What’s Best for Private Charity and Government Welfare … Jobs!

For purposes of discussion, it will be appropriate to define the two components of charity in America.  Private charity is comprised of individuals and non-governmental institutions giving freely to the needy and without government intervention.  And government charity is forcing transfers of money from taxpayers to citizens identified by the government as needy.

Payroll taxes are the largest source of funds for government charity called Social Security and Medicare.  All working people, anyone who files a W-2 form with the IRS, pay payroll taxes.  Payroll taxes are currently leveled at 7.65% of the employee’s wages and 7.65% leveled on businesses who hire an employee.  The aggregate amount of 15.3% is the approximately total amount that would have gone to the employee but for the payroll tax.  Payroll taxes are specifically used for Social Security and Medicare.  You never see this money on your paycheck as it goes directly to the government.

Income taxes are the second largest source of government charity called Medicaid and SCHIP.  Income taxes are paid by most working people unless their wage income is so low that they do not have an income tax liability.  Non-wage earners who have no payroll tax, may pay income tax on non-employment income.  So for purposes of analysis, we will equate workers and taxpayers as the same people.  Using 2006 IRS data, there are about 135 million income taxpayers.  The total work force in America is about 150 million people.  So, we consider workers and taxpayers the same wonderful people who provide the government with a vast majority of total government revenues and all revenue for government charity.

In 2008, taxpayers paid individual income taxes of $1.146 trillion and approximately $450 billion in payroll taxes which equates to half of the $900 billion in total payroll taxes collected from both businesses and individuals.  So, working people provided $1.596 trillion ($450 billion in payroll taxes plus $1.146 trillion in income taxes) of the total $2,524 trillion in taxes collected by the federal government.  This would be 63% of total government revenue.

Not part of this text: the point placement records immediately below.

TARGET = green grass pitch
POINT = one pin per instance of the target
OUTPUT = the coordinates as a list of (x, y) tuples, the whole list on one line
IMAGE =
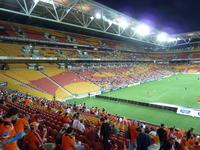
[(170, 90)]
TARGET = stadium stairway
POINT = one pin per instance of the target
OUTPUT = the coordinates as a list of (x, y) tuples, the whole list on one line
[(25, 84), (15, 85), (54, 81)]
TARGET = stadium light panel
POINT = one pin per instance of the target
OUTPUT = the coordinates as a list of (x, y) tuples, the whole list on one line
[(98, 16), (143, 30), (45, 1), (162, 37), (92, 17), (171, 39), (123, 23)]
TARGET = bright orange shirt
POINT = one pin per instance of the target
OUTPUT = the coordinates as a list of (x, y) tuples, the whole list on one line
[(133, 132), (65, 119), (33, 139), (183, 144), (68, 142), (27, 101), (191, 142), (34, 118), (20, 125), (8, 131)]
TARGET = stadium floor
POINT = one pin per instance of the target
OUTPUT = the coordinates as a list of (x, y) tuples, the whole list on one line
[(180, 90), (172, 91)]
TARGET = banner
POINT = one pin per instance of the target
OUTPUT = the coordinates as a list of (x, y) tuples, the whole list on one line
[(188, 111)]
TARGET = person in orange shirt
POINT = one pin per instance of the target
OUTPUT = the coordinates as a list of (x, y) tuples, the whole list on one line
[(26, 102), (22, 123), (33, 138), (68, 140), (65, 118), (184, 143), (8, 134), (35, 117), (191, 141), (133, 134)]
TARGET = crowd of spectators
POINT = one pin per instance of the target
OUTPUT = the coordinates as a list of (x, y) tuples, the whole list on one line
[(121, 75), (24, 124)]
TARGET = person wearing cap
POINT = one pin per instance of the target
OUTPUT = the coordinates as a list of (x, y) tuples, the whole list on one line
[(33, 138), (133, 134), (68, 140), (8, 135)]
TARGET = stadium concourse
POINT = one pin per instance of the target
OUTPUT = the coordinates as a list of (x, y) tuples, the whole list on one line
[(50, 80)]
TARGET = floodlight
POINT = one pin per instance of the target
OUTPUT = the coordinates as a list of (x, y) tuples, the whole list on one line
[(162, 37), (45, 1), (143, 30), (92, 17), (98, 16), (123, 23), (171, 39)]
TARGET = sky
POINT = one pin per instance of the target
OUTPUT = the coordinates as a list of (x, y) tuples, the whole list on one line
[(171, 16)]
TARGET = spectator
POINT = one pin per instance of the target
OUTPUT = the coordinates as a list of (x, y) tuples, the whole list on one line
[(143, 140), (162, 134), (105, 133), (81, 126), (76, 122), (7, 131), (34, 139), (189, 133), (68, 140), (61, 133), (133, 135)]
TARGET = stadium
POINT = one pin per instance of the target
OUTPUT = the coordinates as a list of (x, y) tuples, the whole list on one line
[(76, 74)]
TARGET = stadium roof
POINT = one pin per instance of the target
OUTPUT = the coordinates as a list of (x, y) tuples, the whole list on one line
[(93, 16)]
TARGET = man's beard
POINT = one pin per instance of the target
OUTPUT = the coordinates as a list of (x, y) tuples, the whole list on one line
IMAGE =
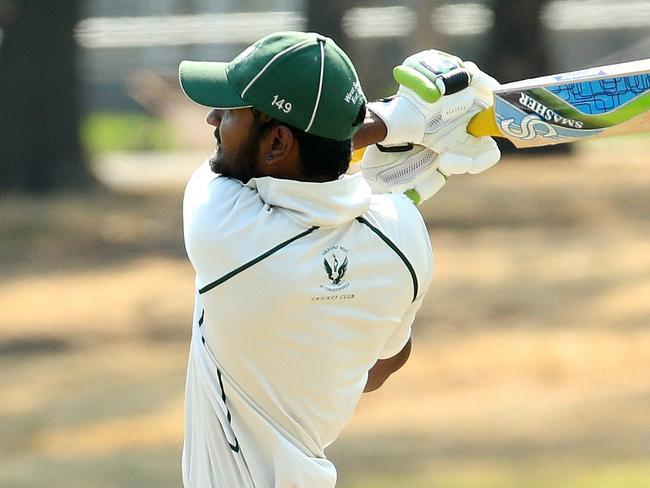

But honestly, since the other half of the approximately $900 billion of payroll taxes is paid by the employers of working people, this should actually be including in the total taxes provided by working people.  The reason is that their employers only pay these taxes as a result of hiring an employee.  Therefore, the company would probably be indifferent to paying them to the government or the employee.  We now revise our total amount of taxes provided by working people to $2.046 trillion ($1.596 trillion plus the half of the $450 billion in payroll taxes paid by companies), or 81% of the total $2.524 trillion in taxes collected by the government.  These working people are the main supporters of our federal government, and as we are about to find out, they are very generous.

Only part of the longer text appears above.